Bank Ochrony Środowiska jest dość młodym tworem na polskim rynku – istnieje zaledwie 20 lat. Za swoje główne proekologiczne zadanie BOŚ uznaje ofertę niskoprocentowych kredytów na przedsięwzięcia związane z ochroną środowiska i wspieraniem rozwoju biznesu. Jak podaje strona internetowa banku, placówka ta powstała po to, by łączyć ofertę bankową dla każdego klienta ze wsparciem dla projektów służących środowisku, w którym żyjemy. I rzeczywiście. W ofercie banku znajdują się elementy, które na proekologiczne zachowania mogą mieć wpływ. W tym miejscu warto wspomnieć o Słonecznym EkoKredycie oraz Kredycie z Dobrą Energią. Oba na cele związane z pozyskiwaniem odnawialnych źródeł energii, przede wszystkim zaś na kolektory słoneczne.
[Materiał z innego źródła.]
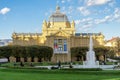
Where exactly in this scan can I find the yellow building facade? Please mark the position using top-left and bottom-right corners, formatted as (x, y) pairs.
(12, 6), (104, 62)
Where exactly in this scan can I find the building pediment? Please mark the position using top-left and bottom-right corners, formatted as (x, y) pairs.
(51, 30), (71, 37)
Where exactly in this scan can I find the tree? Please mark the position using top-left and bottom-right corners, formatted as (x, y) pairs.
(115, 37), (120, 56)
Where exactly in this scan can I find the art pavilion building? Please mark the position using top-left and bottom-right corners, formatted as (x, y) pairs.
(12, 6), (104, 62)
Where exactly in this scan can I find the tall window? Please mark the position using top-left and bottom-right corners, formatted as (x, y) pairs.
(54, 39), (67, 53)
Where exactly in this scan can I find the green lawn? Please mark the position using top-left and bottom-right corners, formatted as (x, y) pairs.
(0, 68), (120, 80)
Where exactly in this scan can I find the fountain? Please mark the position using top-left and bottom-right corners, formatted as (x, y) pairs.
(83, 36), (99, 68)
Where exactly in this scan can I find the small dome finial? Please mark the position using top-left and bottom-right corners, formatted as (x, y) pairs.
(56, 5), (60, 11)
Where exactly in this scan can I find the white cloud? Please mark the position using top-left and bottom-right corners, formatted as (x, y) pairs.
(75, 8), (120, 31)
(0, 7), (10, 15)
(87, 0), (112, 6)
(77, 7), (90, 16)
(61, 0), (65, 3)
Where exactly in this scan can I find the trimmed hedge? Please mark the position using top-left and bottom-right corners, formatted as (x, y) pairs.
(61, 68), (102, 71)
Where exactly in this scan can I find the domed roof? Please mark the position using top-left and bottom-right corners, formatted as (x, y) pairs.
(49, 6), (68, 22)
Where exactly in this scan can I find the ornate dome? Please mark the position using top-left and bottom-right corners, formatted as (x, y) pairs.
(49, 6), (68, 22)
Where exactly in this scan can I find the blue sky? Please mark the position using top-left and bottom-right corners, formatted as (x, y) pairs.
(0, 0), (120, 39)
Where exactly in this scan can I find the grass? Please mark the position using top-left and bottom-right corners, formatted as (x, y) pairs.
(0, 68), (120, 80)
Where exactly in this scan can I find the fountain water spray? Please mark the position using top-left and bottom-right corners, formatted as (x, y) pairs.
(83, 36), (99, 68)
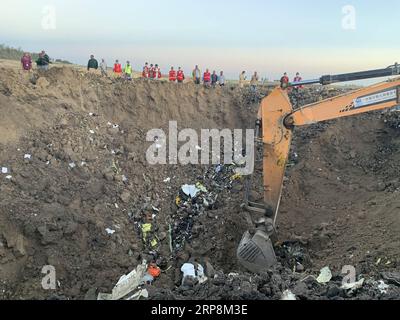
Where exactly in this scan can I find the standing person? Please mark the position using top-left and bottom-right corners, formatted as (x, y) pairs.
(42, 50), (50, 70)
(36, 53), (48, 70)
(239, 71), (247, 88)
(293, 72), (303, 91)
(281, 72), (289, 89)
(250, 71), (258, 92)
(142, 62), (149, 78)
(87, 55), (99, 73)
(218, 71), (225, 87)
(156, 64), (162, 79)
(100, 59), (107, 77)
(113, 60), (122, 78)
(203, 69), (211, 87)
(124, 61), (132, 80)
(177, 67), (185, 83)
(21, 52), (32, 72)
(211, 70), (218, 88)
(169, 67), (176, 82)
(192, 65), (201, 84)
(149, 63), (154, 79)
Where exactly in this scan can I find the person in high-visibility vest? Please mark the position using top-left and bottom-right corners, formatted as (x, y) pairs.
(149, 63), (154, 79)
(113, 60), (122, 77)
(203, 69), (211, 87)
(177, 67), (185, 83)
(281, 72), (289, 89)
(169, 67), (176, 82)
(124, 61), (132, 80)
(153, 64), (160, 79)
(156, 65), (162, 79)
(142, 62), (149, 78)
(293, 72), (303, 91)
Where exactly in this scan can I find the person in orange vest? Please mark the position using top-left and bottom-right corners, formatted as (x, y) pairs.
(149, 63), (154, 79)
(152, 64), (158, 79)
(157, 65), (162, 79)
(142, 62), (149, 78)
(281, 72), (289, 89)
(177, 67), (185, 83)
(203, 69), (211, 87)
(293, 72), (303, 91)
(169, 67), (176, 82)
(113, 60), (122, 77)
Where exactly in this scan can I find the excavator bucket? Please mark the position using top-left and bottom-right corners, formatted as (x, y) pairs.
(237, 88), (293, 273)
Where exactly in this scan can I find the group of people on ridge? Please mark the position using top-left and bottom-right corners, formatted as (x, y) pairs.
(21, 50), (50, 72)
(21, 50), (303, 92)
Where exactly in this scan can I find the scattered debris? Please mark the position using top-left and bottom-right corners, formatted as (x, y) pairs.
(281, 290), (297, 301)
(341, 279), (365, 292)
(317, 267), (332, 283)
(97, 260), (147, 300)
(378, 280), (389, 294)
(106, 228), (115, 234)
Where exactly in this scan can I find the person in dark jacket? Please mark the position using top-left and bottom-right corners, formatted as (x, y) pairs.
(36, 52), (49, 70)
(211, 70), (218, 87)
(88, 55), (99, 73)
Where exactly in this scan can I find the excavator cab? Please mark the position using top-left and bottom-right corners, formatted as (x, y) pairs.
(237, 63), (400, 273)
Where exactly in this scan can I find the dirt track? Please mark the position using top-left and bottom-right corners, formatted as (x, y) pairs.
(0, 60), (400, 299)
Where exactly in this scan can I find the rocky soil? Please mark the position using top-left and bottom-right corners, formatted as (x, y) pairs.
(0, 63), (400, 299)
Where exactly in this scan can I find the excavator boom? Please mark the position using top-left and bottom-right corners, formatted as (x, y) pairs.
(237, 63), (400, 273)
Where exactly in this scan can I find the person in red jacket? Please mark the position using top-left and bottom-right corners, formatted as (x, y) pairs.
(156, 65), (162, 79)
(149, 63), (154, 79)
(152, 64), (159, 79)
(169, 67), (176, 82)
(177, 67), (185, 83)
(113, 60), (122, 77)
(293, 72), (303, 91)
(203, 69), (211, 87)
(281, 72), (289, 89)
(142, 62), (149, 78)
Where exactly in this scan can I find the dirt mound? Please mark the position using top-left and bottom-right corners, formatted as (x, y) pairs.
(0, 67), (400, 299)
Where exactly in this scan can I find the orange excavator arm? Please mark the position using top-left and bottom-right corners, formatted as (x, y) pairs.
(237, 63), (400, 272)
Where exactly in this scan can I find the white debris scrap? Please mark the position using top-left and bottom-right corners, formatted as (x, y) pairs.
(106, 228), (115, 234)
(378, 280), (389, 294)
(340, 279), (365, 291)
(317, 267), (332, 283)
(281, 290), (297, 301)
(181, 263), (208, 284)
(97, 260), (148, 300)
(182, 184), (201, 198)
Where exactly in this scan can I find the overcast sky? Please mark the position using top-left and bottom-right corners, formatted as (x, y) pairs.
(0, 0), (400, 79)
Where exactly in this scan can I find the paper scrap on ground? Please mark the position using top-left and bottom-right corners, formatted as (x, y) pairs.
(106, 228), (115, 234)
(281, 290), (296, 301)
(182, 184), (200, 198)
(317, 267), (332, 283)
(97, 260), (147, 300)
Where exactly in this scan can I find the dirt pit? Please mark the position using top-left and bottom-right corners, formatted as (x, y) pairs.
(0, 64), (400, 299)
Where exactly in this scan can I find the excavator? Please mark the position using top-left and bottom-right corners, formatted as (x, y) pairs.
(237, 63), (400, 273)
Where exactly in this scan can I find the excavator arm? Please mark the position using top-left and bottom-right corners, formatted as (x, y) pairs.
(237, 63), (400, 273)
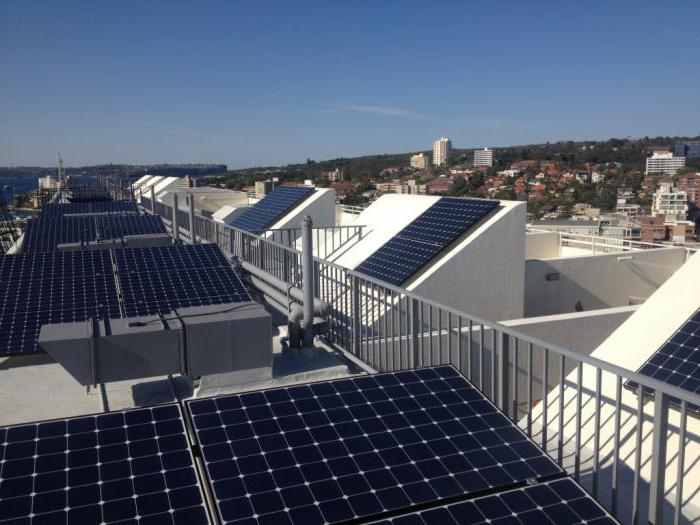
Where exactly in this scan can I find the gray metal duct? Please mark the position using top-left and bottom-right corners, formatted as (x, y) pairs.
(39, 302), (272, 385)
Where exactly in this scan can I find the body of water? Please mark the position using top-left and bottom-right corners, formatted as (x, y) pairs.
(0, 177), (39, 204)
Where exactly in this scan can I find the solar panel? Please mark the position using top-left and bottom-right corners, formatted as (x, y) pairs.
(0, 244), (252, 355)
(114, 244), (252, 317)
(119, 267), (252, 317)
(356, 197), (499, 286)
(22, 215), (166, 252)
(366, 478), (617, 525)
(0, 404), (209, 525)
(187, 366), (562, 525)
(231, 186), (316, 231)
(0, 251), (120, 355)
(39, 201), (138, 218)
(625, 308), (700, 412)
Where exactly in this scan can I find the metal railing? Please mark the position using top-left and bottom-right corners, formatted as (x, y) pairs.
(254, 225), (366, 259)
(145, 199), (700, 524)
(527, 228), (698, 257)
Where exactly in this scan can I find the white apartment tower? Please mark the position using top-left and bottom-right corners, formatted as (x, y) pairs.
(651, 183), (688, 222)
(433, 137), (452, 166)
(474, 148), (493, 168)
(646, 151), (685, 176)
(411, 153), (430, 170)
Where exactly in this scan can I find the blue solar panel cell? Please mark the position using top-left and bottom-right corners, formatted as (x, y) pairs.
(356, 197), (499, 286)
(0, 245), (252, 355)
(39, 201), (138, 218)
(119, 267), (252, 317)
(188, 366), (562, 525)
(366, 478), (617, 525)
(231, 186), (315, 231)
(626, 308), (700, 412)
(0, 405), (209, 525)
(22, 215), (166, 252)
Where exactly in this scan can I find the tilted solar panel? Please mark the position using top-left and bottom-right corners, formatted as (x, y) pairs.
(0, 251), (121, 355)
(119, 267), (252, 317)
(39, 201), (138, 218)
(356, 197), (499, 286)
(231, 186), (316, 231)
(0, 404), (209, 525)
(22, 215), (166, 252)
(625, 308), (700, 412)
(372, 479), (617, 525)
(0, 245), (252, 355)
(187, 366), (562, 525)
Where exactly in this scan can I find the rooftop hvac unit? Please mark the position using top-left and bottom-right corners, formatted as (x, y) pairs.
(39, 302), (272, 385)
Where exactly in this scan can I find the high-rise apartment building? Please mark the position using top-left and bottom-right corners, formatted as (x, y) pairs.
(646, 151), (685, 176)
(474, 148), (493, 168)
(411, 153), (430, 170)
(674, 142), (700, 159)
(651, 181), (688, 222)
(433, 137), (452, 166)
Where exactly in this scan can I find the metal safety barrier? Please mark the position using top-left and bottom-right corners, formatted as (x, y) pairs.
(145, 198), (700, 524)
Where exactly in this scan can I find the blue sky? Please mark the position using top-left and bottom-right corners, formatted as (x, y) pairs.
(0, 0), (700, 168)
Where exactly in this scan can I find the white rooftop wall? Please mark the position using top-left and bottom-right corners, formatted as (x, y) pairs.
(523, 253), (700, 523)
(333, 195), (525, 320)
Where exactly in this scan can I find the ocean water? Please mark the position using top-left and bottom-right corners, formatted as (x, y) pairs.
(0, 177), (39, 201)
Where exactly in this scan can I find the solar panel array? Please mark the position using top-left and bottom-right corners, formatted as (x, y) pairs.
(356, 197), (499, 286)
(39, 201), (138, 218)
(231, 186), (316, 231)
(187, 366), (563, 525)
(626, 308), (700, 412)
(374, 479), (617, 525)
(0, 245), (252, 355)
(0, 251), (120, 355)
(114, 244), (252, 317)
(22, 215), (166, 252)
(0, 405), (209, 525)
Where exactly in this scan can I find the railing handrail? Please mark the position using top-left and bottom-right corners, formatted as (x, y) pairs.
(526, 225), (700, 253)
(142, 202), (700, 405)
(228, 216), (700, 405)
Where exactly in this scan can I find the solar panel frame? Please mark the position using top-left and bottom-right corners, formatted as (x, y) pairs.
(187, 366), (563, 525)
(230, 186), (316, 232)
(355, 197), (500, 286)
(39, 200), (138, 218)
(625, 308), (700, 413)
(364, 478), (618, 525)
(0, 251), (121, 355)
(0, 244), (252, 355)
(0, 404), (210, 525)
(22, 215), (166, 253)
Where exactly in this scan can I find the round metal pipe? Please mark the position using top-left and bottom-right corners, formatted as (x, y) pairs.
(301, 215), (314, 348)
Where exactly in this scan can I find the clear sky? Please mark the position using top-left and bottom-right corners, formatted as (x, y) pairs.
(0, 0), (700, 168)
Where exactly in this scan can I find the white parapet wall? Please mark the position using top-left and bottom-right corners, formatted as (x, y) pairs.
(525, 232), (561, 259)
(521, 250), (700, 523)
(270, 188), (335, 230)
(333, 195), (525, 320)
(524, 248), (687, 317)
(407, 201), (525, 321)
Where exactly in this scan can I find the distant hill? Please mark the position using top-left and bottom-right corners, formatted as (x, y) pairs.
(227, 136), (700, 183)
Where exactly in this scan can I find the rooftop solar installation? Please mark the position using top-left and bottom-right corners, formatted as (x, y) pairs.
(0, 251), (120, 355)
(0, 245), (252, 355)
(356, 197), (499, 286)
(22, 215), (166, 252)
(364, 478), (617, 525)
(0, 404), (209, 525)
(39, 200), (138, 218)
(626, 308), (700, 412)
(187, 366), (563, 525)
(119, 266), (252, 317)
(231, 186), (316, 231)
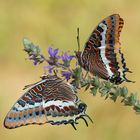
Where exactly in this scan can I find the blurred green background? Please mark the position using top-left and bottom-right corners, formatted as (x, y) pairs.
(0, 0), (140, 140)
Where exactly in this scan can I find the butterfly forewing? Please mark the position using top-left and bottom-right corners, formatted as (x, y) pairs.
(4, 76), (86, 129)
(78, 14), (132, 83)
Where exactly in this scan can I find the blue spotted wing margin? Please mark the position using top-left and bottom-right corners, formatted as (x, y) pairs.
(4, 75), (91, 129)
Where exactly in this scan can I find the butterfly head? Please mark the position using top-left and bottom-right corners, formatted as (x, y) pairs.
(75, 51), (82, 65)
(78, 102), (87, 113)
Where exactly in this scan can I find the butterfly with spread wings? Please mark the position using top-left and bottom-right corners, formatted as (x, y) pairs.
(76, 14), (132, 84)
(4, 75), (92, 129)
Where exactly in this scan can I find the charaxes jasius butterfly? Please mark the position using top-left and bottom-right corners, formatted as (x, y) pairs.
(76, 14), (132, 84)
(4, 75), (92, 129)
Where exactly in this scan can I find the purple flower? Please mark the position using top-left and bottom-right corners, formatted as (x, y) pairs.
(27, 56), (44, 65)
(61, 71), (72, 81)
(44, 66), (54, 74)
(48, 47), (58, 57)
(61, 52), (74, 61)
(61, 52), (74, 67)
(47, 47), (60, 66)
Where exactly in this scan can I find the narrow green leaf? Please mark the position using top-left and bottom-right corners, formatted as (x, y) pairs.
(90, 87), (98, 96)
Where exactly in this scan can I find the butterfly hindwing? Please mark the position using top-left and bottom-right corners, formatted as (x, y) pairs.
(4, 76), (90, 129)
(77, 14), (132, 84)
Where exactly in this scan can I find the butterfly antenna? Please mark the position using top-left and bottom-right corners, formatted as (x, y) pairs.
(77, 27), (80, 52)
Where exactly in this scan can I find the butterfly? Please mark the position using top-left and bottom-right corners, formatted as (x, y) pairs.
(76, 14), (132, 84)
(4, 75), (92, 129)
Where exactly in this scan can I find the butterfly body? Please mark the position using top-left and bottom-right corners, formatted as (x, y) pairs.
(4, 76), (91, 129)
(76, 14), (130, 84)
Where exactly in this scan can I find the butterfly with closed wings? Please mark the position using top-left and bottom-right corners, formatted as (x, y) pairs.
(76, 14), (132, 84)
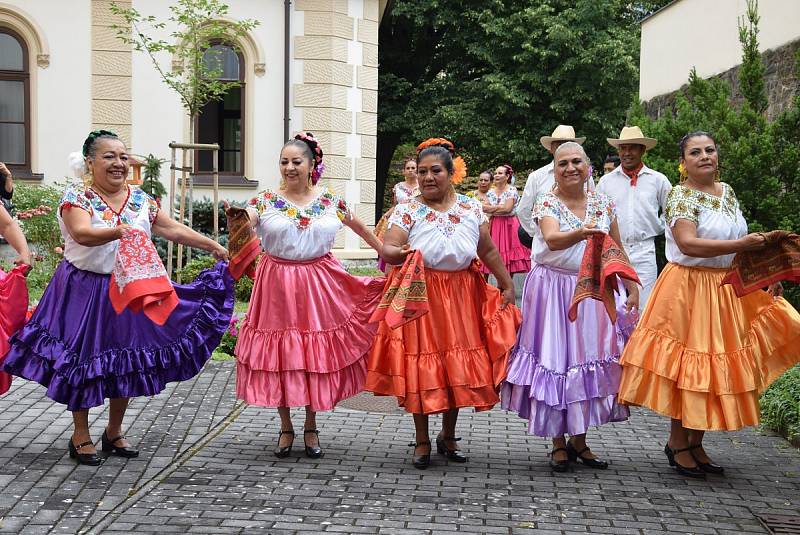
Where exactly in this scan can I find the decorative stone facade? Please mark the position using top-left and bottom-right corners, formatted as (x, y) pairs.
(643, 39), (800, 119)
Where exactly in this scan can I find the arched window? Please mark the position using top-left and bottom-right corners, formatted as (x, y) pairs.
(195, 44), (245, 176)
(0, 27), (31, 171)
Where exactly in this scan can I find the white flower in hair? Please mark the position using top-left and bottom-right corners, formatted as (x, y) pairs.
(67, 152), (89, 178)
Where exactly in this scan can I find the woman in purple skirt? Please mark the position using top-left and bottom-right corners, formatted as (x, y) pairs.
(3, 130), (233, 465)
(501, 142), (639, 472)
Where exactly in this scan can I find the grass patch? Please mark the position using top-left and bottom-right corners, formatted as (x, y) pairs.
(211, 351), (236, 362)
(347, 267), (386, 277)
(761, 365), (800, 446)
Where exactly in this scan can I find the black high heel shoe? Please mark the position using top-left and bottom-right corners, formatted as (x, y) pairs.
(550, 448), (570, 472)
(101, 431), (139, 459)
(303, 429), (324, 459)
(67, 438), (103, 466)
(409, 440), (431, 470)
(436, 436), (467, 463)
(272, 431), (294, 459)
(687, 444), (725, 475)
(664, 445), (706, 479)
(567, 440), (608, 470)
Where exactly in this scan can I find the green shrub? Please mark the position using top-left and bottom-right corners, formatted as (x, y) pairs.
(761, 366), (800, 443)
(178, 255), (253, 301)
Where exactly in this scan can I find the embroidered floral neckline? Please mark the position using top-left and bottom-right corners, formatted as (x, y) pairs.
(402, 193), (481, 238)
(250, 190), (347, 230)
(671, 182), (738, 219)
(542, 191), (612, 229)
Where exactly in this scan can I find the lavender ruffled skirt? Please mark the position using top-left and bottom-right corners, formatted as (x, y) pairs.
(501, 265), (631, 437)
(3, 260), (234, 411)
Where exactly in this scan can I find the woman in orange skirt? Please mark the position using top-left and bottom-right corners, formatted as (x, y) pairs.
(365, 139), (520, 468)
(619, 132), (800, 478)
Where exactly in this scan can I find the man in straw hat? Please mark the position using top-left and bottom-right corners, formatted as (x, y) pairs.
(517, 124), (594, 242)
(597, 126), (672, 308)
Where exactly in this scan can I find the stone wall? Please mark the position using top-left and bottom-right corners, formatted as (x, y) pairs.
(642, 39), (800, 119)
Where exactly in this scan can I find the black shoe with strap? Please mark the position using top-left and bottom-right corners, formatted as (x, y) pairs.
(664, 444), (706, 479)
(101, 431), (139, 459)
(688, 444), (725, 475)
(272, 431), (294, 459)
(550, 448), (570, 472)
(567, 440), (608, 470)
(436, 436), (467, 463)
(408, 440), (431, 470)
(303, 429), (324, 459)
(67, 438), (103, 466)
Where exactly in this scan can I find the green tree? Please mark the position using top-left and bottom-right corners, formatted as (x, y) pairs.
(630, 2), (800, 306)
(378, 0), (667, 218)
(111, 0), (258, 147)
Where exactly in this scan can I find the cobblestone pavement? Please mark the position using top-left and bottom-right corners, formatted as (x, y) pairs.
(0, 362), (800, 535)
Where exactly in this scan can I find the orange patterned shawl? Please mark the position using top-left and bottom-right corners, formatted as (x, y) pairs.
(369, 251), (428, 329)
(568, 234), (641, 323)
(225, 208), (261, 280)
(722, 230), (800, 297)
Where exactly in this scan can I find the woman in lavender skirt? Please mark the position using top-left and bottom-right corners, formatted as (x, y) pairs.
(501, 142), (639, 472)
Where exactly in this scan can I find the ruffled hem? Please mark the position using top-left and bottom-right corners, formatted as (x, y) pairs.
(501, 394), (630, 437)
(234, 256), (385, 374)
(236, 355), (367, 412)
(506, 348), (622, 410)
(234, 294), (383, 373)
(619, 286), (800, 431)
(365, 270), (520, 414)
(4, 263), (233, 411)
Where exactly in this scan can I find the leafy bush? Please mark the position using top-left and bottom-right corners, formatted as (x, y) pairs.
(761, 366), (800, 443)
(628, 8), (800, 307)
(178, 255), (253, 301)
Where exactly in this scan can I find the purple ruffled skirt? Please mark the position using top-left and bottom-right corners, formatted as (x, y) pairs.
(501, 265), (630, 437)
(3, 260), (234, 411)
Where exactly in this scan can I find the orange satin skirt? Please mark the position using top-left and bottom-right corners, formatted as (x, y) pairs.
(365, 263), (521, 414)
(619, 264), (800, 431)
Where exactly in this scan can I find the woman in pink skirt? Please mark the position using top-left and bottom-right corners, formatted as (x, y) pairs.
(481, 164), (531, 275)
(235, 133), (384, 458)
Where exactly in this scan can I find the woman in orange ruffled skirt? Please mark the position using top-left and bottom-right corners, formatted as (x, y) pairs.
(619, 132), (800, 478)
(365, 139), (520, 468)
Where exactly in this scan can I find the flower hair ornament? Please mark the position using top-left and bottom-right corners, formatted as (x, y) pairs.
(294, 132), (325, 186)
(500, 163), (517, 186)
(67, 130), (119, 178)
(417, 137), (467, 184)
Bank Ochrony Środowiska znajduje się w gronie jednostek sprzymierzonych z Narodowym Funduszem Ochrony Środowiska i Gospodarki Wodnej. Fundusz ten ma za zadanie właściwe dysponowanie środkami z Unii Europejskiej- tak, aby infrastruktura ochrony środowiska w naszym kraju była rozwijana i modernizowana. Główną formą dofinansowania działań są pożyczki, a sam fundusz stanowi „odnawialne źródło dofinansowania”. Współpraca obu placówek ma ułatwić dostępność do proekologicznych działań- uzyskania kredytu, a następnie dotacji NFOŚiGW, która wynosi 45 proc. kosztów kwalifikowanych. Zdania na temat możliwości i łatwości pozyskiwania dofinansowań od NFOŚiGW za pośrednictwem Banku Ochrony Środowiska są podzielone. Wątpliwe wydaje się także działanie banku w kierunku ochrony środowiska. Źródła podają, że ze strony BOŚ pojawiają się problemy zarówno dla inwestorów, jak i wykonawców. Co więcej- warunki, które trzeba spełnić, aby uzyskać kredyt i dofinansowanie, są nieadekwatne do warunków panujących na rynku. Bank określa wytyczne, które wyeliminują większość potencjalnych kredytobiorców. Stąd tez opinie, że działalność banku rozmija się z celami zawartymi w jego statusie. Dla przykładu – dla otrzymania kredytu w wysokości 18 tys. zł, zarobki jednego z małżonków muszą wynosić 4 tys. zł miesięcznie (w grę nie wchodzi obliczanie zdolności kredytowej na podstawie przychodu obojga małżonków). Otrzymanie samego kredytu nie gwarantuje jednocześnie zwrotu dofinansowania w wysokości 45% od NFOŚiGW. Pieniądze z Unii Europejskiej mogą więc być wykorzystywane na niezgodne z przeznaczeniem cele. Z wielu opinii wynika bowiem, że Bank Ochrony Środowiska to bank prywatny, którego z ochroną środowiska łączy jedynie nazwa. www.ZielonyDziennik.pl, Emilia Szuper
Boś to komercja, instytucja NFOŚiGW i SP dla robienia dobrego pozoru.
Jak wejdą do nas duże banki z zachodu to po BOŚ zostanie wspomnienie, to nie bank dla ludzi.